Dr. Topf: Before we started this interview, you were talking about some of that from the CONVINCE trial, which is actually pretty interesting. Remember, the CONVINCE trial was the randomized trial of hemodiafiltration versus conventional diffusive clearance with dialysis. What did they find in the CONVINCE trial in regard to cognition?
Dr. Rhee: So, [it was] a very exciting study that has garnered a lot of attention in terms of comparing hemodialysis versus online hemodiafiltration. But essentially in the study published by Rose et al, they found that with online hemodiafiltration, there was some improvement in quality of life, but particularly, the cognitive end points. Cognition is a critically important outcome to our patients in terms of their functional status, their quality of life, relationships with care partners.

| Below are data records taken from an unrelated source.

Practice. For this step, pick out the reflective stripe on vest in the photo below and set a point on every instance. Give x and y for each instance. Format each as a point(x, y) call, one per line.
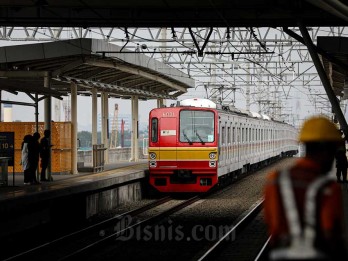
point(302, 242)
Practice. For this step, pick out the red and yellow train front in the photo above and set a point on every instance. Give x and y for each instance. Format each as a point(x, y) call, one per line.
point(183, 149)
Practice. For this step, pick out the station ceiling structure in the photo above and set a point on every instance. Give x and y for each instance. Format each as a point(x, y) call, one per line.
point(23, 67)
point(226, 46)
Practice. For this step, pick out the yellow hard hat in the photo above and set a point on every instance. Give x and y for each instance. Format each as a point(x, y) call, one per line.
point(319, 129)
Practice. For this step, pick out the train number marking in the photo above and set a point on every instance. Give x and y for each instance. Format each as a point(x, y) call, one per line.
point(168, 132)
point(168, 114)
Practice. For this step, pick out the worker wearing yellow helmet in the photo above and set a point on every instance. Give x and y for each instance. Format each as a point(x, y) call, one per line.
point(303, 204)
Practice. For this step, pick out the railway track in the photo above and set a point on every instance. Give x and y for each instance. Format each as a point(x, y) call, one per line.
point(223, 244)
point(79, 242)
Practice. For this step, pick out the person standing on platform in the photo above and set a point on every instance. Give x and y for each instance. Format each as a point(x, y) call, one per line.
point(25, 158)
point(303, 206)
point(45, 154)
point(34, 157)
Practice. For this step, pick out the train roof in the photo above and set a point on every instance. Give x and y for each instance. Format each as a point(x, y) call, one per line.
point(206, 103)
point(198, 102)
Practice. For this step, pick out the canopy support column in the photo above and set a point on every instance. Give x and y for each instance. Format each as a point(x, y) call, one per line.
point(135, 133)
point(74, 128)
point(48, 120)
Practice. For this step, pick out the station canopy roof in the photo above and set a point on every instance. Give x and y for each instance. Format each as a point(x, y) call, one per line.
point(88, 63)
point(335, 63)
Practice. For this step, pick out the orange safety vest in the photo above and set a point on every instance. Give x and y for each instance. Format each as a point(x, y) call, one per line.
point(327, 203)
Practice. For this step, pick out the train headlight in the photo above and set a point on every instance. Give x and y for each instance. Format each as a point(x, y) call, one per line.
point(152, 155)
point(212, 155)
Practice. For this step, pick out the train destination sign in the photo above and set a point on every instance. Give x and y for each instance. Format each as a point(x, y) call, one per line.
point(7, 146)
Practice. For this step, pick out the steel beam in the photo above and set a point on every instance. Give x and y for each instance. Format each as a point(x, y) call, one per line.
point(326, 83)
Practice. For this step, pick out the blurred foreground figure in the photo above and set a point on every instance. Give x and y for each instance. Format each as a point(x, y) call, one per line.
point(303, 205)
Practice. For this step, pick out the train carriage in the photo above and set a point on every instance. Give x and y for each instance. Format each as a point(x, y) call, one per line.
point(195, 145)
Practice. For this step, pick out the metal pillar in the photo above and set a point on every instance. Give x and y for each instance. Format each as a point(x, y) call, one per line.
point(325, 81)
point(105, 124)
point(135, 133)
point(36, 112)
point(48, 120)
point(94, 116)
point(0, 106)
point(74, 128)
point(160, 103)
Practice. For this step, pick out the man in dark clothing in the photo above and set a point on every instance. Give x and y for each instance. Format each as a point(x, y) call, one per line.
point(45, 154)
point(341, 163)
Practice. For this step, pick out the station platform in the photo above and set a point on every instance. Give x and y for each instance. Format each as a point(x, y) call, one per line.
point(69, 198)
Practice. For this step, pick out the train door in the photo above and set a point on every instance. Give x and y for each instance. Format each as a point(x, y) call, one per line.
point(168, 139)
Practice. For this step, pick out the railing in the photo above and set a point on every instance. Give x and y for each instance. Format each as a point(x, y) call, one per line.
point(98, 157)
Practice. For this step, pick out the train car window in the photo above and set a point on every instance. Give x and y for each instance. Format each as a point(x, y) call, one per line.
point(223, 135)
point(233, 134)
point(229, 135)
point(196, 126)
point(154, 130)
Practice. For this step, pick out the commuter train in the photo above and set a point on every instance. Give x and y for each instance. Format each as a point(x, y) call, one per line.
point(198, 143)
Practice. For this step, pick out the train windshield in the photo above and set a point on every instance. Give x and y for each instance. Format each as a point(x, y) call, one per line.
point(196, 126)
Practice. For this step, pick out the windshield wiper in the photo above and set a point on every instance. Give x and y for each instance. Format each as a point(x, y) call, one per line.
point(200, 138)
point(190, 142)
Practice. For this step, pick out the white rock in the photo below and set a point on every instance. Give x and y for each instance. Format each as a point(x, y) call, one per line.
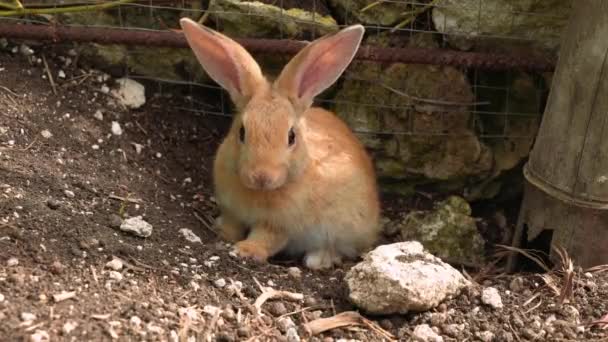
point(12, 262)
point(40, 336)
point(115, 264)
point(491, 297)
point(135, 321)
point(116, 129)
point(137, 226)
point(189, 235)
point(138, 147)
point(28, 316)
point(292, 335)
point(130, 93)
point(402, 277)
point(424, 333)
point(98, 115)
point(285, 323)
point(46, 133)
point(294, 272)
point(485, 336)
point(115, 275)
point(69, 326)
point(220, 282)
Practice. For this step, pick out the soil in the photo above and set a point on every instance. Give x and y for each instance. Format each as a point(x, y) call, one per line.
point(62, 195)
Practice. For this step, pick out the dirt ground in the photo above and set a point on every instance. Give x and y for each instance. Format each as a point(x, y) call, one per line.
point(65, 179)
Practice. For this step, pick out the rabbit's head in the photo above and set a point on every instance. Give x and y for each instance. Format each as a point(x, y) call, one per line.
point(266, 135)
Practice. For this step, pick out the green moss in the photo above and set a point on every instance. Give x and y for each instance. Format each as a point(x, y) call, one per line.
point(253, 19)
point(448, 232)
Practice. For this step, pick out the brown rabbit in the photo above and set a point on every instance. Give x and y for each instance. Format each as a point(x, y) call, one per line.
point(288, 177)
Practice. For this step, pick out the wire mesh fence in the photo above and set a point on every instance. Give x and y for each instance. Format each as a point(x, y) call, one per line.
point(377, 100)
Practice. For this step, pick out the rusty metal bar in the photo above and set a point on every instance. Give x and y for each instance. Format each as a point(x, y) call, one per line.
point(174, 39)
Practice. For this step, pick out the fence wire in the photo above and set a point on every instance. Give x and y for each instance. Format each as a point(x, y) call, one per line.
point(497, 109)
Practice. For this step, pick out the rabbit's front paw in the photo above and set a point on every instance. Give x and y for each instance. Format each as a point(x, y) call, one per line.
point(252, 250)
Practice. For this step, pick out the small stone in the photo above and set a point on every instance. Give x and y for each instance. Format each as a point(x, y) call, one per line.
point(486, 336)
point(28, 317)
point(98, 115)
point(294, 272)
point(46, 134)
point(424, 333)
point(116, 129)
point(277, 308)
point(516, 285)
point(452, 330)
point(11, 262)
point(69, 326)
point(53, 204)
point(40, 336)
point(137, 226)
point(491, 297)
point(219, 283)
point(115, 264)
point(189, 235)
point(135, 321)
point(130, 93)
point(243, 332)
point(117, 276)
point(284, 323)
point(292, 335)
point(57, 267)
point(115, 221)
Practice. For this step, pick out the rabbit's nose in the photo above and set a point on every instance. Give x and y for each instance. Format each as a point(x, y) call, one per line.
point(261, 179)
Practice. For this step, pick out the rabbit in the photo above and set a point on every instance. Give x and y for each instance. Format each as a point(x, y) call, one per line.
point(289, 178)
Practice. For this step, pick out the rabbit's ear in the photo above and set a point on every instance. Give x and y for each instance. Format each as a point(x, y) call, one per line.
point(317, 66)
point(225, 61)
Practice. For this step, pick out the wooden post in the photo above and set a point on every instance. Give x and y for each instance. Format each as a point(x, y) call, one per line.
point(567, 173)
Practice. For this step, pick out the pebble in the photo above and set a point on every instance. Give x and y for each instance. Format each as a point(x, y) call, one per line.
point(53, 204)
point(28, 316)
point(116, 129)
point(294, 272)
point(491, 297)
point(98, 115)
point(115, 221)
point(40, 336)
point(69, 326)
point(486, 336)
point(115, 275)
point(137, 226)
point(424, 333)
point(285, 323)
point(57, 267)
point(292, 335)
point(277, 309)
point(219, 283)
point(46, 134)
point(115, 264)
point(11, 262)
point(189, 235)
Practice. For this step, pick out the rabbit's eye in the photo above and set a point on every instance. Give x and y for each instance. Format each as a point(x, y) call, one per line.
point(242, 134)
point(291, 137)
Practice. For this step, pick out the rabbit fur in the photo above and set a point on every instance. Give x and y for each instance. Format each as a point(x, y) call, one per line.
point(289, 177)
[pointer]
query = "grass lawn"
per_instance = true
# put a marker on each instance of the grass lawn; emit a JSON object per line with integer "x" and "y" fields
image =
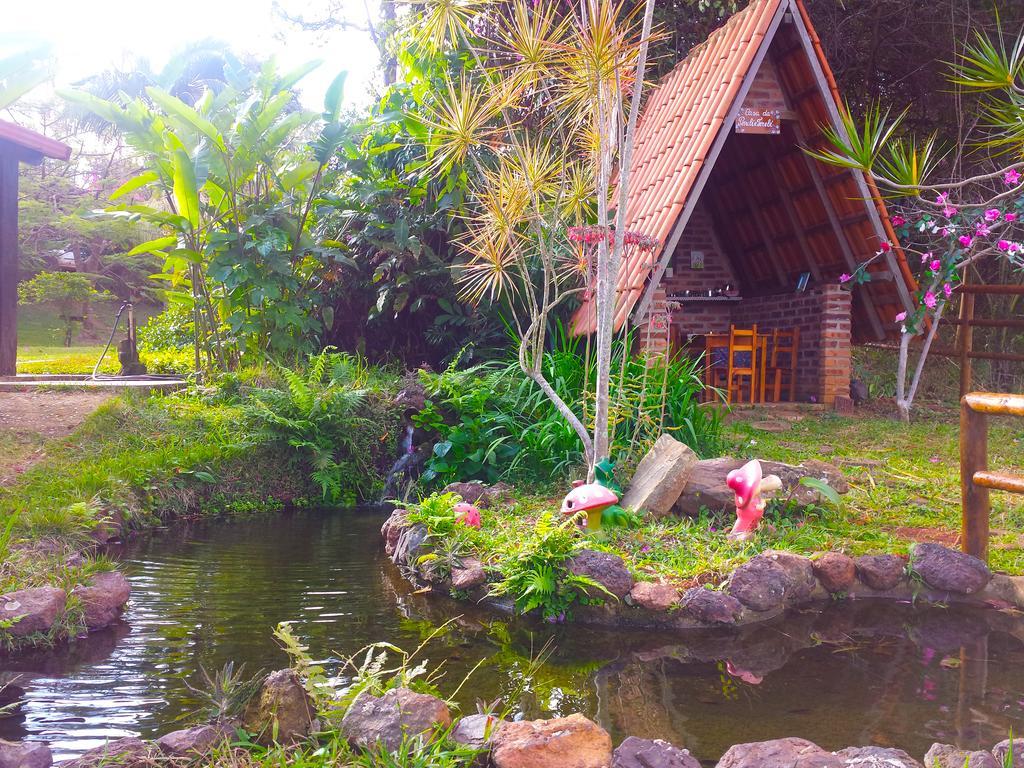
{"x": 40, "y": 341}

Dr. Topf: It’s one of the things that people are most frightened of—dementia. It is a horrible loss. Now can we read about that in CJASN?
Dr. Rhee: Well, we’ll see. You know, I’ll, of course, have to recuse myself from any submissions. But we hope that in some journal, the readership will have the opportunity to delve into the work, and hopefully, this will inspire more work by other collaborators and colleagues in the field.
Dr. Rhee: Let’s shift gears a little bit. You’ve been the editor of CJASN for just over a year, about 15 months now. What has been most rewarding in that job?
Dr. Rhee: My goodness. Well, so many things. I really consider it the highest privilege to be able to serve my community and our field in this role. When I was a trainee, I was reading CJASN as my main curriculum, and to now have the opportunity to be able to give back to the journal and to work with a really talented group of editors and reviewers and our authors and readership and managing editorial team, to really be a voice for the kidney community—I’m so grateful, and it’s really wonderful to work with and get to know so many amazing people in our field for this effort.
Dr. Topf: Then what’s been the most surprising thing about the job? What did you not expect about being the editor?
Dr. Rhee: I have a bit of a shy personality, so I tend to just put my head down and do my work. But through this opportunity, I’ve been so surprised by all the friendships and new collaborations and relationships I’ve developed. You know, one of our major goals of CJASN is to really have a global reach. Through this opportunity, it’s been just a delight to be able to connect with more patient colleagues, health professionals, other nephrologists, non-nephrology physicians—locally and also globally. It’s going to be a wonderful journey together.
Dr. Topf: You heard it here first: It really is about the friends you make along the way.
Dr. Rhee: Definitely, yes, absolutely. We consider you a good friend, Dr. Topf, too.
Dr. Topf: Thank you for joining us for this interview with Nephrology Times. This has been great.
Dr. Rhee: It’s an honor. Thank you so much.